Un geste de défi. Une affirmation d’autodétermination. Lors du second Sommet Africain sur le Climat (ACS2) à Addis-Abeba, les dirigeants du continent ont esquissé les contours d’une ambition monumentale : mobiliser 50 milliards de dollars par an pour une nouvelle initiative dédiée aux solutions climatiques. Le déficit de financement est abyssal. Et l’ordre mondial, fracturé — symbolisé par le retrait des États-Unis de l’Accord de Paris. Dans ce contexte, comme le révèle une dépêche de l’agence Reuters, l’Afrique ne se positionne plus en victime. Elle se veut architecte de sa propre résilience.
De Nairobi à Addis-Abeba : L’Afrique Change de Récit
Cette nouvelle initiative est l’aboutissement logique du changement de paradigme amorcé lors du premier Sommet à Nairobi en 2023. La Déclaration de Nairobi avait alors martelé un message clé : l’Afrique n’est pas seulement vulnérable, elle est aussi un pôle de solutions. Le Sommet d’Addis-Abeba passe de la déclaration à l’action. Il vise à créer les instruments financiers pour concrétiser cette vision : le « Pacte Africain pour l’Innovation Climatique » et la « Facilité Climatique Africaine ». L’objectif, selon le Premier ministre éthiopien Abiy Ahmed, parrain de l’initiative, est de catalyser « 1000 solutions climatiques » d’ici 2030. Cette posture proactive a été résumée par le président kényan William Ruto lors du sommet précédent : « Nous ne sommes pas venus ici pour nous plaindre. Nous sommes venus proposer des solutions, non seulement pour nous-mêmes, mais pour le monde entier. »
Le continent ne demande plus la charité, il bâtit ses propres instruments.

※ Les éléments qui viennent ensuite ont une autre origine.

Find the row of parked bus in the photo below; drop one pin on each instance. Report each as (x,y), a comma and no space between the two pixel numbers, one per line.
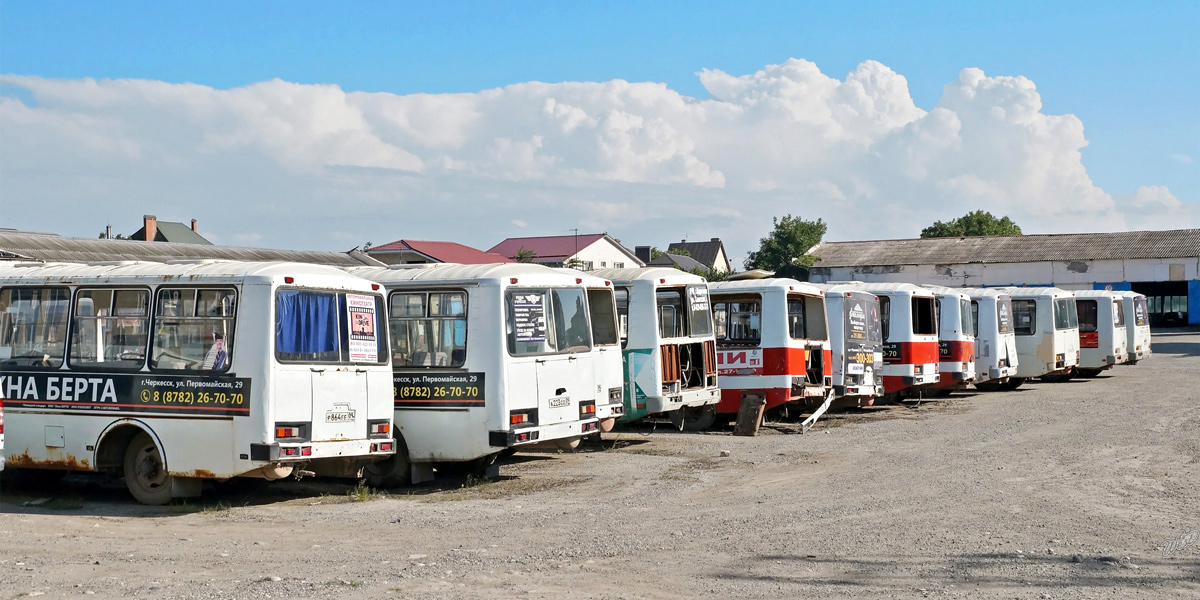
(173,373)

3 000 Milliards contre 30 : Le Gouffre qui Étouffe l’Afrique
La nécessité d’une telle initiative est dictée par une réalité chiffrée brutale. Le projet de déclaration du sommet le rappelle : pour atteindre ses objectifs climatiques d’ici 2030, l’Afrique a besoin de plus de 3 000 milliards de dollars. Or, entre 2021 et 2022, elle n’a reçu que 30 milliards de dollars de financements climatiques. L’équation est intenable. Elle illustre la faillite des promesses internationales, notamment celle, jamais tenue, des 100 milliards de dollars par an des pays riches. Ce déficit est aggravé par la baisse de l’aide publique au développement, qui force les pays africains à trouver de nouvelles sources de financement pour ne pas sacrifier leur développement.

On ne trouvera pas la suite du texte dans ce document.